Sackville Downs Raceway
- Interactive map of Sackville Downs Raceway
- Location: Lower Sackville, Nova Scotia, Canada
- Owned by: John Cruickshank
- Date opened: 1955
- Date closed: 1986
- Course type: Harness racing
- Notable races: B. C. Cruikshank Memorial Pace

= Sackville Downs =

Former horse racing course in Lower Sackville, Nova Scotia

Sackville Downs was a Canadian harness racing track located in Lower Sackville, Nova Scotia. It was one of Atlantic Canada's leading racetracks.

==History==
Dairy farmer John F. "Jack" Cruickshank, alongside B. C. Cruikshank, opened the Sackville Downs Raceway for Maritime harness racing in Lower Sackville, Nova Scotia. It was funeral director B. C. Cruikshank who put forward the $500,000 motion that brought the operation to life. Jack Cruikshank served as both racing secretary and treasurer at the Halifax raceway.

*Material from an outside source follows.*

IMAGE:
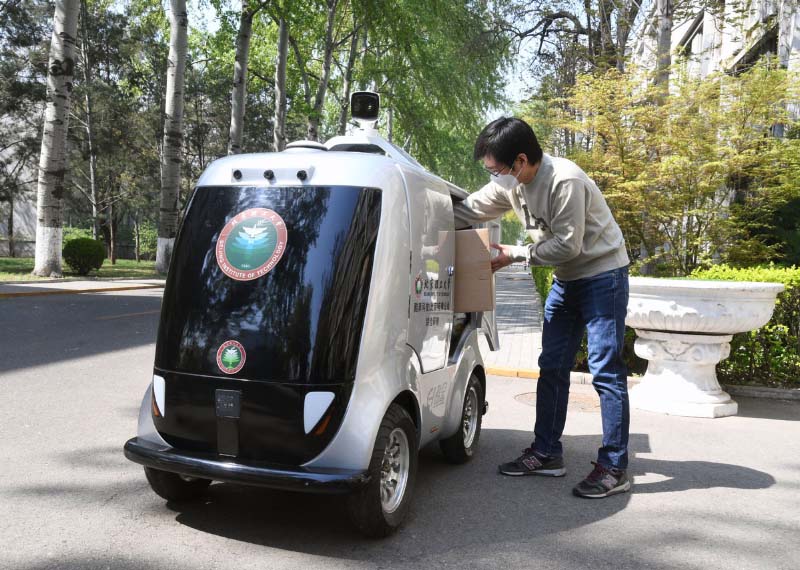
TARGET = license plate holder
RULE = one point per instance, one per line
(228, 403)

The Sackville Downs Raceway was a half-mile oval track. It was located on eighteen hectares of prime real estate in Atlantic Canada. The track was named after its location in Lower Sackville and the famed Kentucky Derby track, Churchill Downs. On August 25, 1955, the Sackville Downs Raceway officially opened.

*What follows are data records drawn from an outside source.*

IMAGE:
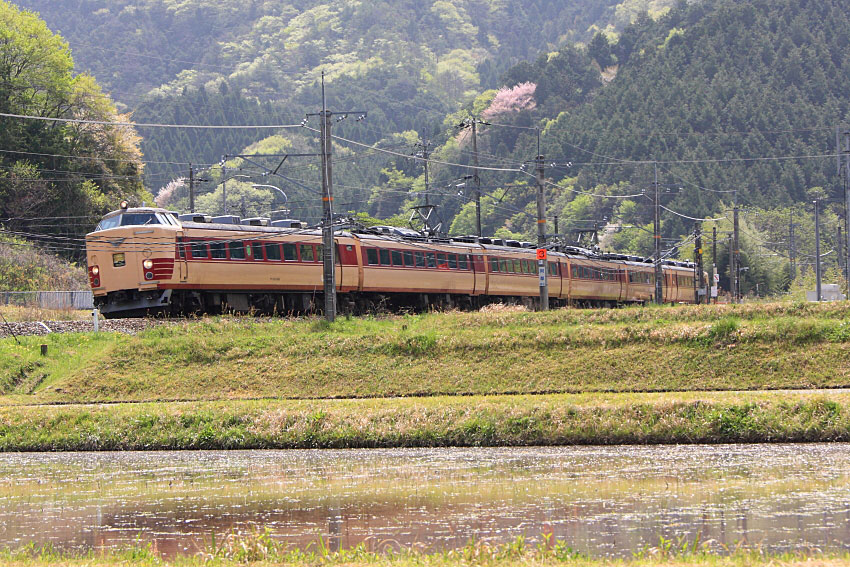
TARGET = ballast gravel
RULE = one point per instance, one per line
(29, 328)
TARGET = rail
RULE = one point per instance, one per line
(48, 299)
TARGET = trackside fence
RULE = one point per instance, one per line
(48, 299)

The B. C. Cruikshank Memorial Pace was established at Sackville Downs in 1959 to honor the track's founding partner, who died in 1958. Early on, it was run in two heats with a full eight-horse card and a total purse of $3,000.

By 1967, both a new clubhouse and a restaurant complex, the Sulky Room, had opened to the public. A record 91 races offering more than $250,000 in projected purses were announced by the Downs' general manager in 1969. The season stretched from May 3 to November 11, with Friday nights added during the summer months to the Monday, Wednesday, and Saturday schedule. In preparation for the season, Cruickshank hired a clubhouse operator to welcome patrons and installed a new lighting arrangement from General Electric in April, enhancing track illumination by 300%. The Quartz system was standard at most major North American harness tracks.

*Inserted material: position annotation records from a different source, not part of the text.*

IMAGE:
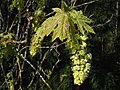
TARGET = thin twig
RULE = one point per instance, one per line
(36, 72)
(99, 25)
(84, 4)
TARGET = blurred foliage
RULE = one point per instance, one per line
(16, 73)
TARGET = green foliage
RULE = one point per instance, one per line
(62, 26)
(7, 48)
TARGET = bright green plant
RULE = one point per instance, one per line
(72, 26)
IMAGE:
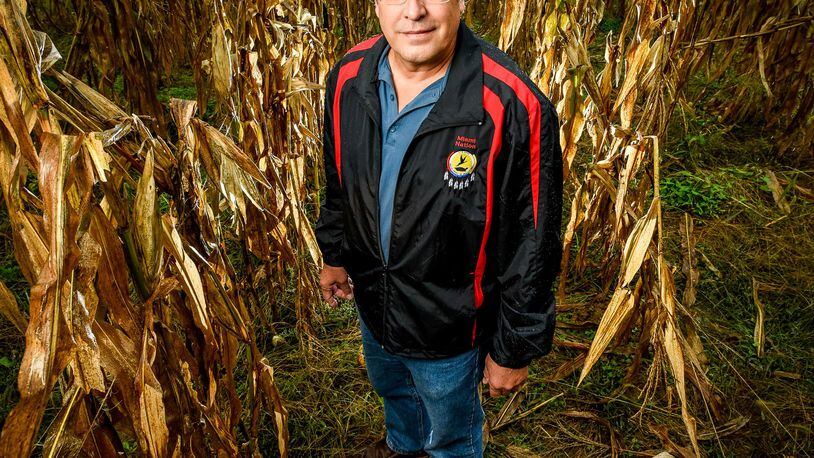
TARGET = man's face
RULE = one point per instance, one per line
(420, 32)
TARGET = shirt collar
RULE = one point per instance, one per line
(385, 75)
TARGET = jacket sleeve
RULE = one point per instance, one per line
(528, 253)
(329, 228)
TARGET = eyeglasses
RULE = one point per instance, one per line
(401, 2)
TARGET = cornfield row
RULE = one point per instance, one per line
(124, 223)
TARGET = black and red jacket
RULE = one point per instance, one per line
(474, 252)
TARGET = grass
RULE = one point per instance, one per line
(715, 172)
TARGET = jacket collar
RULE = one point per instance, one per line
(462, 99)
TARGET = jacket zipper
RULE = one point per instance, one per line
(378, 157)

In November 1980, Jack Cruikshank, then president and general manager of Sackville Downs, stated the track had contributed 3.7 million in pari-mutuel taxes alone to the Nova Scotia treasury since opening on a dairy cattle farm. Challenges such as taxes, inflation, rising gas prices, and lottery competition began impacting the 25-year-old business.

The venue was also used as a dirt track for stock car racing.

By the early 1980s, the grandstand was enlarged with dining space and accommodated over 1,200 people. The paddock area contained 23 barns with roughly 300 horses year-round for trainers and drivers. The track's parimutuel betting reached a record high of over $147,000 in 1981. In 1982, three-year-old Peoples Blue Chip set a new Maritime harness racing record at the track, pacing a mile in 1:59.

After thirty years running the Lower Sackville track, Jack Cruikshank retired in 1985 and sold it to Sussex Leaseholds.

==Closure==
It was reported by the Bank of Nova Scotia as being for sale for $5.5 million in April 1986. In July 1986, Sussex Leaseholds Ltd., owners of the track, suspended operations after failing to renew their liability insurance. Even after securing a new policy, they refused to reopen unless the government waived $300,000 in unpaid parimutuel taxes. The government agreed on the condition that harness racing continue, but the region's largest and most popular track, known for its high purses, closed permanently. In August, Sussex Leaseholds announced Sackville Downs would not reopen under their ownership. The site was acquired by Atlantic Shopping Centres Ltd., part of the Sobeys food empire.

Sackville Downs' former grounds were transformed into Downsview Mall, a plaza centered around a major grocery store in the heart of Sackville Drive's business district.

Truro Raceway honored the legacy of Sackville Downs at its harness racing meet in September 2024.